Except that Oregon's sentencing guidelines have blocked judges from sending someone convicted even 15 times for Possession of heroin or meth to any sentence longer than 30 days, and in reality capped that at 10 days. That had been the law since 1989. Oregon had the second lowest number of inmates in for drug crimes, only Vermont had lower rates. But in reality no judge sentenced a mere addict to ANY jail for at least two decades, instead opting for drug court. Then in 2017 the Democratic-dominated legislature reduced all drug possession crimes to misdemeanors, effectively defunding any court-ordered supervision.
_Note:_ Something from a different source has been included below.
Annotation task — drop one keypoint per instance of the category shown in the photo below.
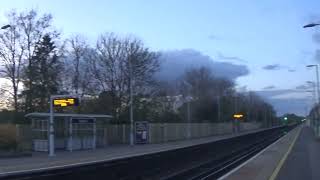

When the vast majority of voters were told they could have the most "progressive drug laws" (M 110) in America, most bought the lie. Possession of 39 tablets of OxyContin is now a Class E Infraction, meaning it is less serious than having mud on your license plate. The courts "suggest" judges levy a $25 fine, assuming first that any police officer even bothers to cite the drug user, and even less likely that the addict makes a voluntary court appearance (no warrant can issue for even repeated failures to appear and the repeat addict's driver's license CANNOT be suspended). Drug citations, already at a tiny fraction of what they were just 5 years ago can now be counted on one hand in some counties. The theory was that junkies would opt to call a "hotline" to avoid paying fines. Thus far a grand total of 51 people have called, and a total of 8 have actually sought treatment.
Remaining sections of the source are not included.